In my PhD thesis, I am working with differential expression analysis, trying to verify genes related to thermoregulation in beef cattle.
I have 66 sequenced, paired-end RNA samples, divided into 2 lanes per sample.
The first steps were to check the quality of these samples by FASTQC, then do the trimming (using the Trimmomatic software with the parameters: LEADING: 30 TRAILING: 30 SLIDINGWINDOW: 5: 20 AVGQUAL: 20 MINLEN: 50) and then checking the quality again of these samples by FASTQC.
The FASTQC reports did not show anything out of the ordinary, so I proceeded to align the samples using the Hisat2 software.
All of these steps were done on the Linux terminal in bash.
Post alignment I went to the R software, to count reads with FeatureCounts, the command I used was as follows:
fc <- featureCounts(files = fls, annot.ext ='/home/.../Bos_taurus.ARS-UCD1.2.102.gtf' , isGTFAnnotationFile = TRUE, GTF.featureType = "exon", GTF.attrType = "gene_id", useMetaFeatures = TRUE, strandSpecific = 0, isPairedEnd = TRUE, nthreads = 30)
As my samples were in two lanes, I added the read count by samples with the following command:
cont_fc2=(cont_fc[1:(ncol(cont_fc)-1)] + cont_fc[2:ncol(cont_fc)])[c(T,F)]
That done, I started to analyze the differential expression with Deseq. The results I got were few genes differentially expressed as in the example below:
out of 20328 with nonzero total read count adjusted p-value <0.1 LFC> 0 (up): 1, 0.0049% LFC <0 (down): 4, 0.02% outliers : 22, 0.11% low counts : 0, 0% (mean count <0)
Most of the analyzes were made using the “Beginner's guide to using the DESeq2 package”, by Love, M .; Anders, S. and Huber, W.
I did the test with EdgeR, but the results were similar.
To check if I did something wrong, I used the data that was used in the mentioned guide, data from the "parathyroidSE" package and also the raw RNA sequencing data mentioned in this guide so that I could do the same steps that I did with my data. I used the same parameters that I used in my data. This was done to check if something I did before the differential expression analysis, had an influence on the low results I found.

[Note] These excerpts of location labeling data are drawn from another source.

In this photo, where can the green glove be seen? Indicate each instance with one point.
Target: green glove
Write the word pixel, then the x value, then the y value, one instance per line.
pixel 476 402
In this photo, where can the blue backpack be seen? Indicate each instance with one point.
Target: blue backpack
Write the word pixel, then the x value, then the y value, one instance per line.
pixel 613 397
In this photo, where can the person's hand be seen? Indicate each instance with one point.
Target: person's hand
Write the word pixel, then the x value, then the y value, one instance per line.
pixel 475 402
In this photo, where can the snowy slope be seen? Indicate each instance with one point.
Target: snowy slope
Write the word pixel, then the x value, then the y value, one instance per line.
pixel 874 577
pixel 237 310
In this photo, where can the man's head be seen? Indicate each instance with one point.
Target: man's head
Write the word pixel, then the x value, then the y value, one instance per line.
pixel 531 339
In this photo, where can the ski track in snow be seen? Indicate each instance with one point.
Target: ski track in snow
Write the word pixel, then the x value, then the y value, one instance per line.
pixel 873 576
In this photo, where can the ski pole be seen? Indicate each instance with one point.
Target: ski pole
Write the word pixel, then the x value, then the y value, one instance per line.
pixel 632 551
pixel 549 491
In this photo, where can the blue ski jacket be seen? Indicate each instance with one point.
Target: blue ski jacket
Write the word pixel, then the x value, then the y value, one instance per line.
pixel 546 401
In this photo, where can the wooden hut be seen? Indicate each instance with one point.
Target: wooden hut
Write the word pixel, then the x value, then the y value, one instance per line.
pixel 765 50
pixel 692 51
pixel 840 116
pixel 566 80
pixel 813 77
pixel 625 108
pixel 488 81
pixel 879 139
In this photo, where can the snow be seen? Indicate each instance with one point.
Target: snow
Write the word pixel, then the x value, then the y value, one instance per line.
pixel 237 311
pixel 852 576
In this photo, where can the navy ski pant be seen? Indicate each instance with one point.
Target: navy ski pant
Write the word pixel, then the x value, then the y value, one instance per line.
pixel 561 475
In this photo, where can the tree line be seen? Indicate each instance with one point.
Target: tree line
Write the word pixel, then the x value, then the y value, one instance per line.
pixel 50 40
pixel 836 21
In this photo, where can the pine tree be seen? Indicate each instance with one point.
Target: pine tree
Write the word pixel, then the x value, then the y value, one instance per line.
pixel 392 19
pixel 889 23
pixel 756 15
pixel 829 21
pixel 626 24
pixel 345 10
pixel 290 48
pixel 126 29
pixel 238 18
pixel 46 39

The results were as follows:
results with the ready-made data from the “parathyroidSE” package:
out of 32082 with nonzero total read count adjusted p-value <0.1 LFC> 0 (up): 38, 0.12% LFC <0 (down): 44, 0.14% outliers : 0, 0% low counts : 24200, 75% (mean count <210)
results with the parameters I used in my alignment:
out of 25980 with nonzero total read count adjusted p-value <0.1 LFC> 0 (up): 14, 0.054% LFC <0 (down): 14, 0.054% outliers : 0, 0% low counts : 22,946, 88% (mean count <116)
As you can see, there is a smaller amount of genes when I used the steps I did in my alignment. Can anyone help me with suggestions of what may have happened?